The effect of the composition of propane (C₃H₈) and butane
(C₄H₁₀) in liquefied petroleum gas (LPG) was investigated in a
dual-fuel HCCI engine fueled with di-methyl ether (DME) and LPG.
The composition of LPG affects DME-LPG dual fuel HCCI combustion
due to the difference in the physical properties of propane that
and butane such as octane number, auto-ignition temperature and
heat of vaporization.
DME was injected directly into the cylinder at various injection
timing from 160 to 350 crank angle degrees (CAD). LPG was injected
at the intake port with a fixed injection timing at 20 CAD.
It was found that power output was increased with propane ratio.
This gain in power output resulted from increased expansion work
due to the better anti-knock properties of propane. However, higher
propane ratio made combustion efficiency decrease because of the
suppression in low temperature reaction of DME which determines
heat release amount of high temperature reaction.

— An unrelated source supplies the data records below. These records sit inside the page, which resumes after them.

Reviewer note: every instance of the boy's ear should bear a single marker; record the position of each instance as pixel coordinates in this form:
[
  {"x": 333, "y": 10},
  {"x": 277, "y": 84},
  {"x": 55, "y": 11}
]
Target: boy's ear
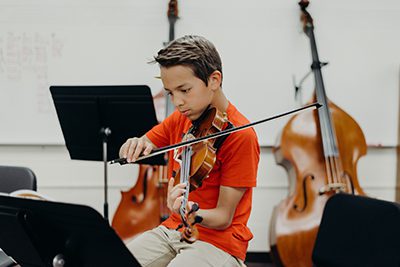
[{"x": 215, "y": 79}]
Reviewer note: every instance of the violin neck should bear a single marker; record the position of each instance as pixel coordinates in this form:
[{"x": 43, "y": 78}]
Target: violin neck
[
  {"x": 184, "y": 178},
  {"x": 325, "y": 120}
]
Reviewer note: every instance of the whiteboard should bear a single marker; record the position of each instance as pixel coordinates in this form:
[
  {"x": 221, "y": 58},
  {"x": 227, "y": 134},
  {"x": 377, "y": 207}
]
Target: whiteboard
[{"x": 261, "y": 43}]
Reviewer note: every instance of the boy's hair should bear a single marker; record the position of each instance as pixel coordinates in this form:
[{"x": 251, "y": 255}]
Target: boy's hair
[{"x": 192, "y": 51}]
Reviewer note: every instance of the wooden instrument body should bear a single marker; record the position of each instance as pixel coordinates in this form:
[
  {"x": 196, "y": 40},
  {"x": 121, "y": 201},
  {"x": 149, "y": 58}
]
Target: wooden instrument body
[{"x": 296, "y": 219}]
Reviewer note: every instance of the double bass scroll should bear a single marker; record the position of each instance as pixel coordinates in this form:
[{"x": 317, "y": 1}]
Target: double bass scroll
[{"x": 320, "y": 151}]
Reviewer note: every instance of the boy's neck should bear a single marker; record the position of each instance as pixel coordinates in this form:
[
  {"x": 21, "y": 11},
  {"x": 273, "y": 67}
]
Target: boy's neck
[{"x": 220, "y": 101}]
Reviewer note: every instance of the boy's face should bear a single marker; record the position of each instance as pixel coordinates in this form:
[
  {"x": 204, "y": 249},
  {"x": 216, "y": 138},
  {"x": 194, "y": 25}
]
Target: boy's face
[{"x": 188, "y": 93}]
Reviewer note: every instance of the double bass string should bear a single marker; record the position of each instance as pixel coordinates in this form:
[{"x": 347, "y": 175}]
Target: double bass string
[{"x": 162, "y": 150}]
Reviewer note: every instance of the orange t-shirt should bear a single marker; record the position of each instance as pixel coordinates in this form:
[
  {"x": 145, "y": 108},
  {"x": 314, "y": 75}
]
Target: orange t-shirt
[{"x": 235, "y": 166}]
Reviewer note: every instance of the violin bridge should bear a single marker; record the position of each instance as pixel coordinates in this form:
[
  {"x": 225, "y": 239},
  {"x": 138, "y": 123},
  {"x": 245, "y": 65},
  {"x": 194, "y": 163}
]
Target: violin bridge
[{"x": 333, "y": 187}]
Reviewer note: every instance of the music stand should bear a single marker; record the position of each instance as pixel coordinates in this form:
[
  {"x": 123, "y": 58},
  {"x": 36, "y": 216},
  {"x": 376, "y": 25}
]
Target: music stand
[
  {"x": 97, "y": 120},
  {"x": 44, "y": 233}
]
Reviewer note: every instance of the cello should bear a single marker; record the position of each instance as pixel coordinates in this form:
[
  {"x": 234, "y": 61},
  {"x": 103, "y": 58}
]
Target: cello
[
  {"x": 320, "y": 151},
  {"x": 144, "y": 206}
]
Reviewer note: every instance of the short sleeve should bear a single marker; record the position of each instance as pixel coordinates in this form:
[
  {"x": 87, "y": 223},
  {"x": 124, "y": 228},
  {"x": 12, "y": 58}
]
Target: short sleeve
[{"x": 239, "y": 156}]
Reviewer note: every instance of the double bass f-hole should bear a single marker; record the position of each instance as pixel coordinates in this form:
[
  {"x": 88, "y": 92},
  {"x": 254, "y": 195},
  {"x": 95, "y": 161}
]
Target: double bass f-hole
[{"x": 304, "y": 184}]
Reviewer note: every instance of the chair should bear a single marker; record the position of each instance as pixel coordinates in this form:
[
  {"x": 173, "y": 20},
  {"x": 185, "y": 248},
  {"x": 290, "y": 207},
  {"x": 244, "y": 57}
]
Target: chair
[
  {"x": 14, "y": 178},
  {"x": 358, "y": 231},
  {"x": 11, "y": 179}
]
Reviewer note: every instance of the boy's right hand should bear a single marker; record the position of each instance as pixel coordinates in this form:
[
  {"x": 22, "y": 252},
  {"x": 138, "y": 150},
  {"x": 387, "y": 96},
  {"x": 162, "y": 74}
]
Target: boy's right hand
[{"x": 135, "y": 147}]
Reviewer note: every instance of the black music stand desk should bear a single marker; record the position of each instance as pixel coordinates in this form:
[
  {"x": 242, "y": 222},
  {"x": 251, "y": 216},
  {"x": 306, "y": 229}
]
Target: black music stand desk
[
  {"x": 97, "y": 120},
  {"x": 44, "y": 233}
]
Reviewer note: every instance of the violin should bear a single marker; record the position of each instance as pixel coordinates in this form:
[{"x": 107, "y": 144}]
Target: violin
[
  {"x": 197, "y": 162},
  {"x": 198, "y": 157}
]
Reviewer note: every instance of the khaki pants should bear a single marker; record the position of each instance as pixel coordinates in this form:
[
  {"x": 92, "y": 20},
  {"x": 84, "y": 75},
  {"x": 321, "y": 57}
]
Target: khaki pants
[{"x": 162, "y": 247}]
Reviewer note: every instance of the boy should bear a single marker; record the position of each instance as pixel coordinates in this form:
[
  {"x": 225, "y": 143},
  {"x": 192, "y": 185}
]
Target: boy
[{"x": 191, "y": 72}]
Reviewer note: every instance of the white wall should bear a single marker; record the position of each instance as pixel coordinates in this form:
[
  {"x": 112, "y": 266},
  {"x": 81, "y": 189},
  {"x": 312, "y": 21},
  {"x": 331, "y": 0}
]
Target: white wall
[
  {"x": 81, "y": 182},
  {"x": 45, "y": 43}
]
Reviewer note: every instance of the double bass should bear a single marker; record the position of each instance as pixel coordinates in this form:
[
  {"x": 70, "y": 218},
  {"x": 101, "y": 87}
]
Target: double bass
[
  {"x": 320, "y": 151},
  {"x": 144, "y": 206}
]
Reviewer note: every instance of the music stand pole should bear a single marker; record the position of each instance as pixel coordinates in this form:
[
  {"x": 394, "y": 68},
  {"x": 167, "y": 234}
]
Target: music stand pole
[{"x": 105, "y": 132}]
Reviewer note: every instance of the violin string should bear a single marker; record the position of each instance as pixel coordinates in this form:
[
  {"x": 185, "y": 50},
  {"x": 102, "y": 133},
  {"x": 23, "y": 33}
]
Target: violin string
[
  {"x": 328, "y": 170},
  {"x": 162, "y": 150}
]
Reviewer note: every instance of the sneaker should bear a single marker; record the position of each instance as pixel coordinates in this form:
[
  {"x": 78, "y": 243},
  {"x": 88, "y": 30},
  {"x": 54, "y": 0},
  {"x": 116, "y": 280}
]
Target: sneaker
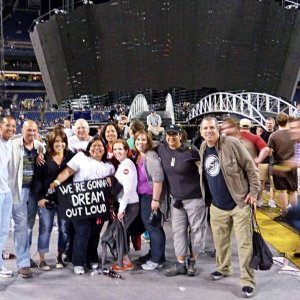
[
  {"x": 94, "y": 265},
  {"x": 150, "y": 266},
  {"x": 272, "y": 203},
  {"x": 33, "y": 264},
  {"x": 42, "y": 265},
  {"x": 177, "y": 269},
  {"x": 260, "y": 203},
  {"x": 59, "y": 263},
  {"x": 126, "y": 267},
  {"x": 7, "y": 255},
  {"x": 79, "y": 270},
  {"x": 247, "y": 291},
  {"x": 146, "y": 237},
  {"x": 144, "y": 259},
  {"x": 25, "y": 272},
  {"x": 217, "y": 275},
  {"x": 4, "y": 273},
  {"x": 297, "y": 254},
  {"x": 191, "y": 267}
]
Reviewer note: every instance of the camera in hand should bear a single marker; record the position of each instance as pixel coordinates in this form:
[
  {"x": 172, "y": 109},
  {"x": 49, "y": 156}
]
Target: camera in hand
[
  {"x": 155, "y": 218},
  {"x": 49, "y": 204}
]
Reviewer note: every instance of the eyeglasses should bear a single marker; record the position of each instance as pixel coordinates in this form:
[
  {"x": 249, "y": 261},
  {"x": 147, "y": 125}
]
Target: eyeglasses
[
  {"x": 172, "y": 133},
  {"x": 227, "y": 127}
]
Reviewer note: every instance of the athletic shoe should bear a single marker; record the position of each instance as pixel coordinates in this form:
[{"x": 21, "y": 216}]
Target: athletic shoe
[
  {"x": 260, "y": 203},
  {"x": 146, "y": 237},
  {"x": 33, "y": 264},
  {"x": 4, "y": 273},
  {"x": 177, "y": 269},
  {"x": 247, "y": 291},
  {"x": 25, "y": 272},
  {"x": 143, "y": 259},
  {"x": 42, "y": 265},
  {"x": 7, "y": 255},
  {"x": 217, "y": 275},
  {"x": 59, "y": 263},
  {"x": 79, "y": 270},
  {"x": 272, "y": 203},
  {"x": 126, "y": 267},
  {"x": 150, "y": 266},
  {"x": 191, "y": 267}
]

Carbon monoxide (CO) emission was reduced and nitrogen oxide
(NOx) emission increased as the propane ratio increased. This was
because increased in-cylinder pressure and temperature, caused by
the prolonged ignition delay, induced oxidation of CO and formation
of NOx. However, due to the chain termination steps that occurred
with the addition of LPG, hydrocarbon (HC) emission was increased
as the propane ratio increased even though the in-cylinder
temperature was increased as well.
Given these findings pure propane may be the best fuel
composition for a DME-LPG HCCI engine when considering engine
performance. However, it should be noted that the use of pure
propane is accompanied by slight increases in HC and NOx
emissions.